How many times have you heard someone say, “That’s Not My Job!”? Most likely you’ve heard this before — you may have even said it yourself!

The thing is, though, when we think about compliance, it is everyone’s job to try to help ensure compliance with therapy documentation and billing is in line. Therapists are required by their state practice act to ensure accurate recording of the care they provide. Medicare requires therapy documentation to ensure accurate reflection of the care we provide is medically necessary and requires the skills of a therapist. The therapist’s compliance list is endless.

But what about the MDS? Whose job is it to ensure the MDS is opened timely, completed timely, and is submitted timely? The Registered Nurse Assessment Coordinator (RNAC) of course is ultimately responsible for the MDS; however, there are many key players who contribute to the data that goes into the MDS. From nurse aides to therapists, everything we enter into the medical record to reflect the actual care of the resident can be used for MDS data collection. There are many item-set rules that we all must follow, but the MDS leader is the RNAC.

Given the requirements of participation of appropriate health professionals and direct care staff, completion of the RAI is best accomplished by an interdisciplinary team (IDT) that includes nursing home staff with varied clinical backgrounds, including nursing staff and the resident’s physician. Such a team brings their combined experience and knowledge to the table in providing an understanding of the strengths, needs and preferences of a resident to ensure the best possible quality of care and quality of life. It is important to note that even nursing homes that have been granted a RN waiver under 42 CFR 483.30 (c) or (d) must provide a RN to conduct or coordinate the assessment and sign off the assessment as complete.MDS-30-RAI-Manual-V114-October-2016.pdf

Sure, therapy is responsible for ensuring the number of therapy days and therapy minutes is accurately provided to the RNAC for entry into section O is completed. But why would a facility want therapy to be solely responsible for information in any other section when their time with the resident is significantly lower than their nursing colleagues?

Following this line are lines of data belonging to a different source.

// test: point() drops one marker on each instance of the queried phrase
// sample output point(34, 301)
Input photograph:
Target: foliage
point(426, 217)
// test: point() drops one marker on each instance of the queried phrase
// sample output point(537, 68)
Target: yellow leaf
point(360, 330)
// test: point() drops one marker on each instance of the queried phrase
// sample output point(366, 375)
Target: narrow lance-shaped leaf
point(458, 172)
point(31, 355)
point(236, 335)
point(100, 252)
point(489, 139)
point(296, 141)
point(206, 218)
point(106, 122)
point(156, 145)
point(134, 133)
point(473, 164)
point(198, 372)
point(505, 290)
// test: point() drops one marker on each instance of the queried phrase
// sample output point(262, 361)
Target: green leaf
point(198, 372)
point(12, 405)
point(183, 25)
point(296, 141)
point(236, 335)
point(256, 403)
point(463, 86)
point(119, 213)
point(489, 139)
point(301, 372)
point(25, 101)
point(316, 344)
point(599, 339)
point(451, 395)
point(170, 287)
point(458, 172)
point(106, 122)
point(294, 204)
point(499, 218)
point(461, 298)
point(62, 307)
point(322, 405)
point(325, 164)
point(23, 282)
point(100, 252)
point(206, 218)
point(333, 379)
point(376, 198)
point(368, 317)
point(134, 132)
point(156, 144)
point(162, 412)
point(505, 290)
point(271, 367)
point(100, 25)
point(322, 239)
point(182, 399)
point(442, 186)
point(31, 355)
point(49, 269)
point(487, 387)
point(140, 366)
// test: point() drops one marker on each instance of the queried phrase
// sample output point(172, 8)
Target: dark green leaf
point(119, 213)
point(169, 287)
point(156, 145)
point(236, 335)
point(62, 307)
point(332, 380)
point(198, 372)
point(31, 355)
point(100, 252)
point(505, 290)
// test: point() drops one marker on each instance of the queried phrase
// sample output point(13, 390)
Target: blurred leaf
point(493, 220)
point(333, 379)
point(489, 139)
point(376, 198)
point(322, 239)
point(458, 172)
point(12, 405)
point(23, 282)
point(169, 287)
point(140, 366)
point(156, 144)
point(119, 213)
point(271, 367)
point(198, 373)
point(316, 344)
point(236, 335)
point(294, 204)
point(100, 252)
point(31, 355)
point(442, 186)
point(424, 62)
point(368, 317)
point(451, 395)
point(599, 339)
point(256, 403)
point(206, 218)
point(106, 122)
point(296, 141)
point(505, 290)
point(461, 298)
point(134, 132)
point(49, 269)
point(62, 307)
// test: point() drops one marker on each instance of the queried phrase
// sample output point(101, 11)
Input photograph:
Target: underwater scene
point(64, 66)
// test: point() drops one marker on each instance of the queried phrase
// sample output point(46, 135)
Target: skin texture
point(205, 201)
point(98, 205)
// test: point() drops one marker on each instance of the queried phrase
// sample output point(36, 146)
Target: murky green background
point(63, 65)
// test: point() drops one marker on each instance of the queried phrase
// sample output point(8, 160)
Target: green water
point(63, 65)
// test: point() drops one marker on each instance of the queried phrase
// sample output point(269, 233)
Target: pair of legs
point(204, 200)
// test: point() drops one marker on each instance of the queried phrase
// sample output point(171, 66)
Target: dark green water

“An accurate assessment requires collecting information from multiple sources, some of which are mandated by regulations. Those sources must include the resident and direct care staff on all shifts, and should also include the resident’s medical record, physician, and family, guardian, or significant other as appropriate or acceptable. It is important to note here that information obtained should cover the same observation period as specified by the MDS items on the assessment, and should be validated for accuracy (what the resident’s actual status was during that observation period) by the IDT completing the assessment. As such, nursing homes are responsible for ensuring that all participants in the assessment process have the requisite knowledge to complete an accurate assessment.” MDS-30-RAI-Manual-V114-October-2016.pdf

When it comes to the MDS, it IS “our job” to timely, thoroughly, and accurately document the care we provide. We are an Interdisciplinary Team working to care for our nation’s sick and most vulnerable folks. We truly would not be caring for residents if we don’t work as a team and accurately document the great care we provide. And ensuring this happens, IS “our job”!